What’s surprising is natural bodybuilders do not perform long workout routines. Some of them only spend less than two hours working out. This allows their muscles to recover faster and perform frequent routines. A full-body workout usually comprises compound workout routines, such as squats, deadlifts, leg presses, lunges, hamstring curls, rack pulls, pull-ups, cable pull-downs, overhead presses, barbell bench presses, bicep curls, and crunches or planks.

Once you have transitioned to isolation exercises, training for a specific muscle group twice a week is recommended. These long and intense workouts include high frequency, which means muscles may take more days to recover.


Supplements for Optimal Performance​


Healthy diets should be supported with supplements. Compared to those taken by steroid users, these are safe, natural, and provide the effectiveness you need for your physique and strength.

If you are lifting for recreation and just want to build muscle mass, taking supplements is unnecessary. But if you’re entering a natural bodybuilding competition, you may need to add these to your diet for optimal performance.


Whey Protein​


Protein powders are easily absorbed by the body, which means you can use their benefits immediately. A whey protein has the right amount of carbs, fats, and sugars to help increase muscle mass. It also contains the essential amino acids for maintaining muscle mass and recovery.


Creatine​


Like protein powders, creatine comes in powder form, mixed with sugary drinks. It can help natural bodybuilders gain muscle mass as early as six weeks. It also helps in triggering the protein synthesis needed for working out. It also sends energy to the heart for better physical performance.

Though creatine can be found in meats, only a small amount is present in this food and usually goes off after cooking. Creatine powders are suitable substitutes if you need to increase creatine in your body.

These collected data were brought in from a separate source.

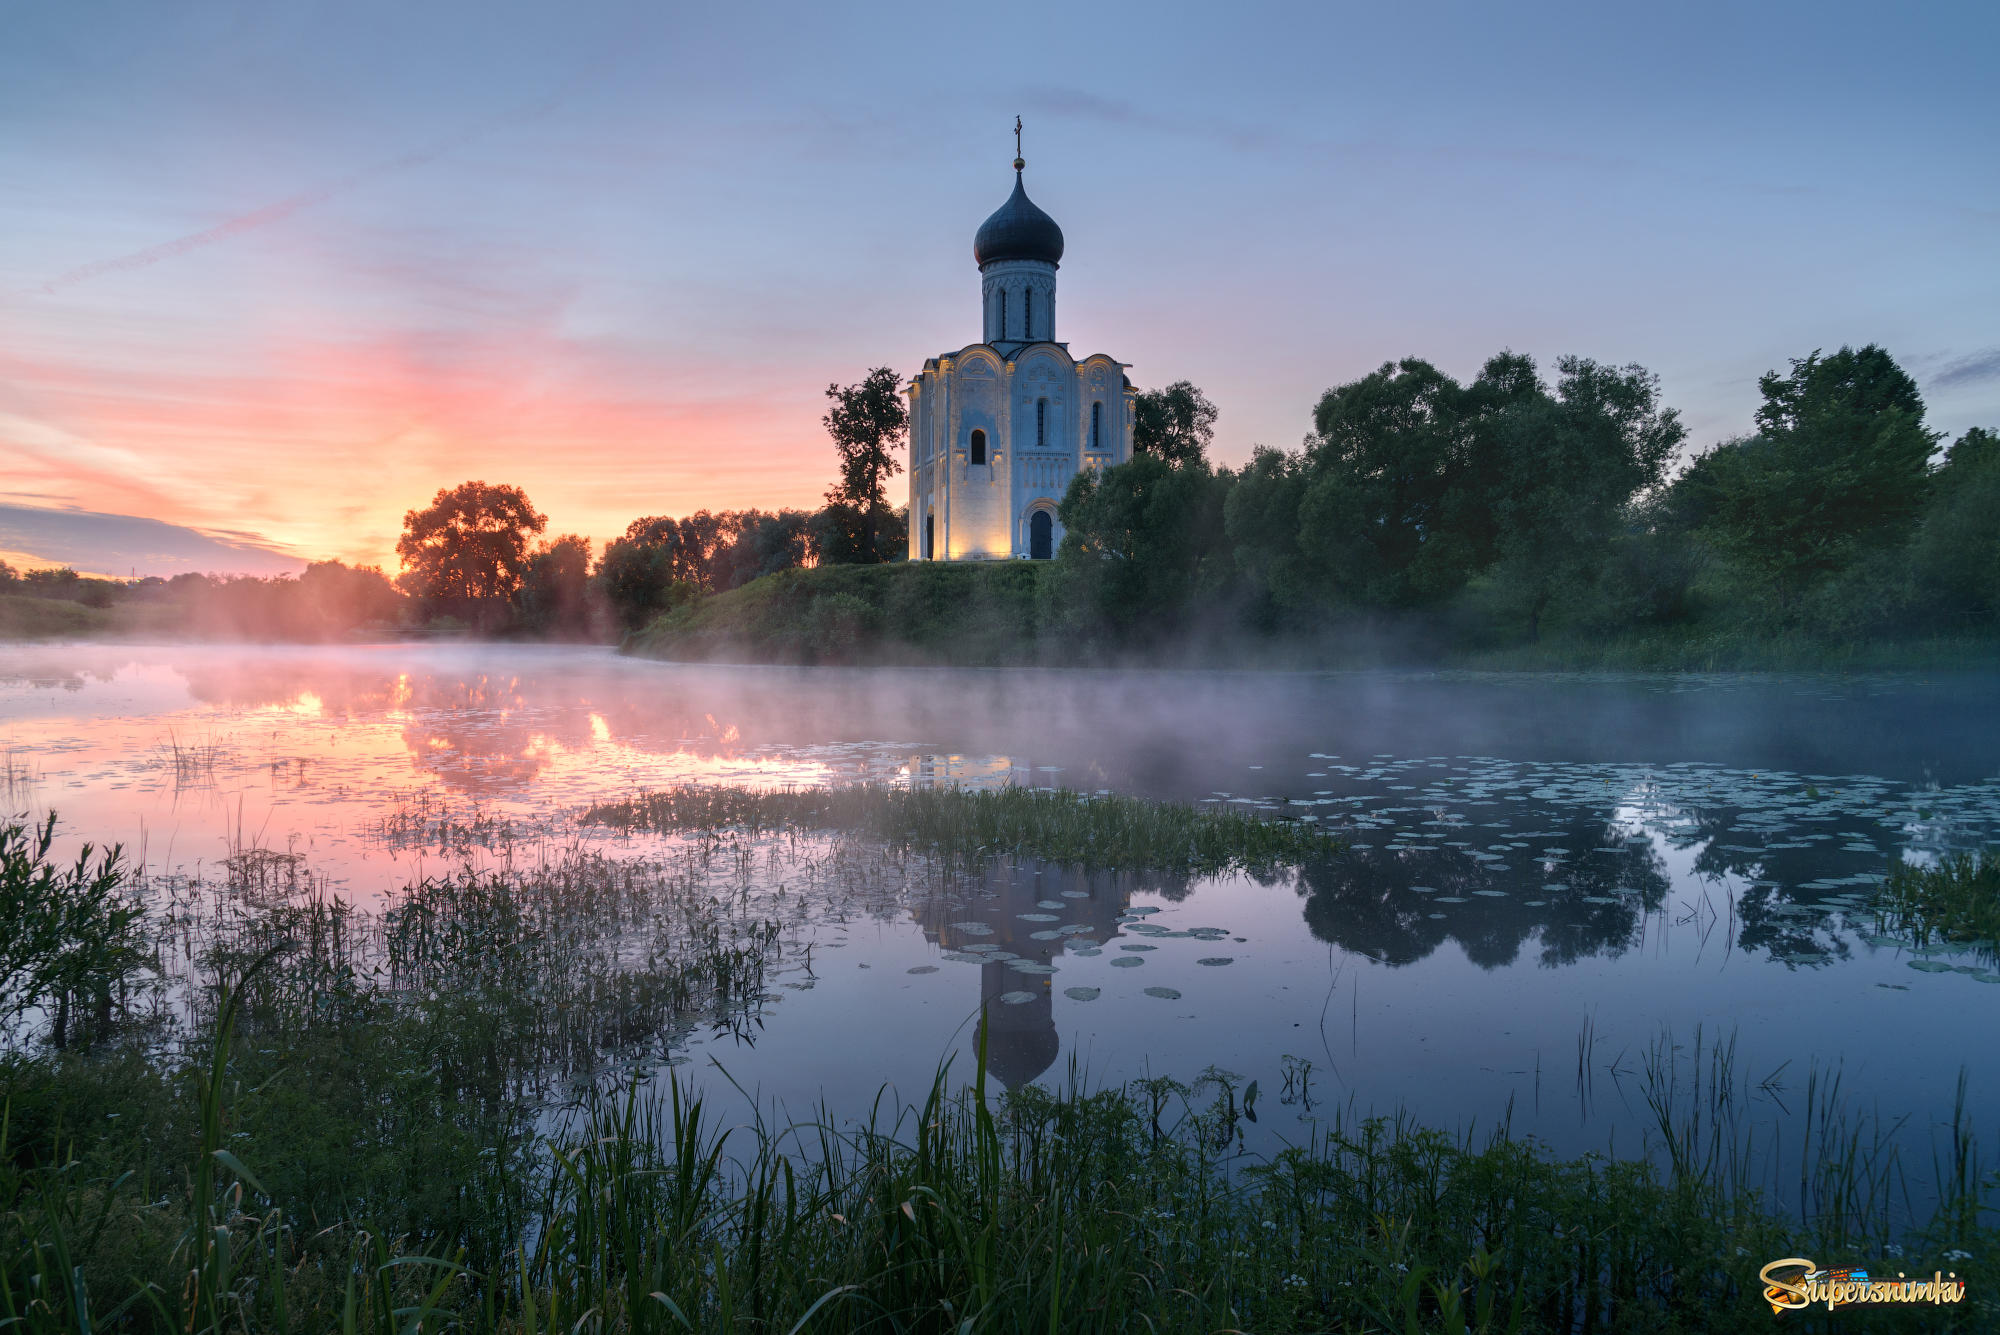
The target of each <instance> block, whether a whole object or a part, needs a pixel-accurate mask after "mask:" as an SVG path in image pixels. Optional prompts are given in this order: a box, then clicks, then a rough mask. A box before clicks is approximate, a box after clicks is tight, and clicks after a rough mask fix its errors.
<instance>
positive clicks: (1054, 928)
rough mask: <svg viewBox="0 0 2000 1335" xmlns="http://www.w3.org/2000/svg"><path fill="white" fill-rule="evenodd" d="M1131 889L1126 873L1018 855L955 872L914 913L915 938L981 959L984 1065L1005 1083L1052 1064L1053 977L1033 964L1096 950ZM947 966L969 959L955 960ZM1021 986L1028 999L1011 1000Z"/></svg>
mask: <svg viewBox="0 0 2000 1335" xmlns="http://www.w3.org/2000/svg"><path fill="white" fill-rule="evenodd" d="M1138 887H1140V885H1138V881H1136V879H1134V877H1132V875H1130V873H1118V871H1084V869H1078V867H1066V865H1054V863H1042V861H1036V859H1028V857H1022V859H1016V861H996V863H990V865H986V867H982V869H976V871H970V873H962V875H960V877H956V881H954V883H952V885H950V889H948V891H944V893H940V895H936V897H932V899H930V901H926V903H924V905H920V907H918V909H916V911H914V917H916V921H918V925H922V929H924V937H926V939H930V941H934V943H936V945H940V947H942V949H944V951H948V953H952V955H968V957H984V959H982V961H980V965H978V969H980V1015H984V1019H986V1069H988V1071H990V1073H992V1075H994V1077H996V1079H998V1081H1000V1083H1002V1085H1006V1087H1008V1089H1016V1087H1020V1085H1026V1083H1028V1081H1032V1079H1034V1077H1036V1075H1040V1073H1042V1071H1046V1069H1048V1067H1052V1065H1054V1063H1056V1053H1058V1051H1060V1049H1062V1039H1060V1037H1058V1035H1056V989H1058V985H1060V983H1058V979H1060V975H1058V973H1040V971H1038V969H1040V967H1052V965H1056V963H1058V961H1060V959H1062V957H1064V955H1068V953H1076V951H1098V949H1102V947H1104V945H1106V943H1108V941H1112V937H1116V935H1118V919H1120V917H1122V915H1124V911H1126V905H1128V903H1130V901H1132V891H1134V889H1138ZM1016 965H1028V967H1026V969H1024V967H1016ZM946 967H948V969H954V967H956V969H970V967H972V965H970V961H964V963H948V965H946ZM1020 993H1026V995H1028V999H1020ZM1002 997H1010V999H1002Z"/></svg>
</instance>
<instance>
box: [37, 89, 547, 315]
mask: <svg viewBox="0 0 2000 1335" xmlns="http://www.w3.org/2000/svg"><path fill="white" fill-rule="evenodd" d="M574 84H576V80H570V82H568V84H564V86H562V88H558V90H556V92H552V94H548V96H546V98H540V100H536V102H528V104H524V106H518V108H512V110H508V112H502V114H498V116H492V118H488V120H484V122H480V124H476V126H472V128H468V130H460V132H456V134H450V136H446V138H442V140H438V142H434V144H430V146H426V148H418V150H416V152H408V154H400V156H396V158H388V160H386V162H378V164H374V166H370V168H362V170H360V172H352V174H348V176H342V178H338V180H334V182H332V184H328V186H320V188H316V190H306V192H300V194H294V196H290V198H284V200H278V202H276V204H266V206H264V208H258V210H252V212H248V214H238V216H236V218H230V220H226V222H218V224H216V226H212V228H202V230H200V232H188V234H186V236H176V238H174V240H170V242H160V244H158V246H146V248H144V250H134V252H130V254H122V256H112V258H108V260H92V262H90V264H80V266H76V268H72V270H66V272H62V274H56V276H54V278H50V280H48V282H44V284H42V286H40V288H36V292H40V294H42V296H56V294H58V292H62V290H64V288H74V286H76V284H82V282H90V280H92V278H102V276H106V274H124V272H130V270H142V268H150V266H154V264H160V262H164V260H176V258H180V256H184V254H190V252H196V250H204V248H208V246H216V244H220V242H226V240H230V238H236V236H244V234H246V232H256V230H260V228H268V226H272V224H278V222H284V220H286V218H292V216H296V214H300V212H304V210H308V208H316V206H320V204H326V202H328V200H334V198H338V196H342V194H348V192H350V190H356V188H360V186H366V184H368V182H374V180H378V178H382V176H392V174H396V172H406V170H410V168H418V166H424V164H428V162H436V160H438V158H442V156H446V154H450V152H456V150H460V148H466V146H468V144H474V142H478V140H480V138H484V136H488V134H492V132H494V130H500V128H502V126H508V124H514V122H526V120H536V118H540V116H546V114H550V112H552V110H556V106H560V104H562V100H564V98H566V96H568V92H570V88H572V86H574Z"/></svg>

Branched Chain Amino Acids (BCAA)​


BCAA contains leucine, isoleucine, and valine. This also helps in improved muscle recovery after a long and intense workout. It can be added to your workout drinks before or after working out. BCAA also helps in increasing the protein synthesis needed to build muscle mass.


Fat Burners​


Many fat burners are available in the market, but not all are suitable for a natural bodybuilder. Caffeine-based and L-carnitine are the most common fat burners for a natty. However, those that contain caffeine sometimes cause insomnia and anxiety to some bodybuilders.

Meanwhile, L-carnitine is a better choice since it turns fat into energy. It also reduces fatigue from intense exercise routines. Some recommend taking stand-alone carnitine supplements to get the maximum benefit.


Recovery Strategies of Natural Bodybuilders​


High-frequency workouts reduce the resting period during workouts. Due to this, the muscles need adequate time to recover, which can hinder your bodybuilding regimen. Aside from adequate rest, there are also recovery strategies that follow the natural and safer way.


Having a High-Protein Meal​


Taking protein after high-intensity workouts can help repair the muscle fibers. It replenishes your muscle cells and gets you ready for your next workout.


Water and Sports Drinks​


Hydrating replenishes the water that has gone off your body in sweat. If you are dehydrated, your muscle will most likely take more time to be repaired. However, it is advised to choose those with low sugar content when consuming sports drinks. If possible, drink water only, as it is the safest and best way to stay hydrated.


Good Rest and Sleep​


Sleeping is the best way to rest. A bodybuilder is required to have more than 7 hours of sleep at night. Getting less sleep will result in early fatigue, especially if you are under an intense workout program. In addition, sleeping does not consume any energy, which is essential if you plan to train the next day.


Conclusion​


Natural bodybuilding is the safest way to join bodybuilding competitions. It provides a proportioned body and promotes health, unlike using steroids, where many severe side effects are present. Though natural bodybuilding takes time to produce results, the muscle mass and strength it develops are present in the long run.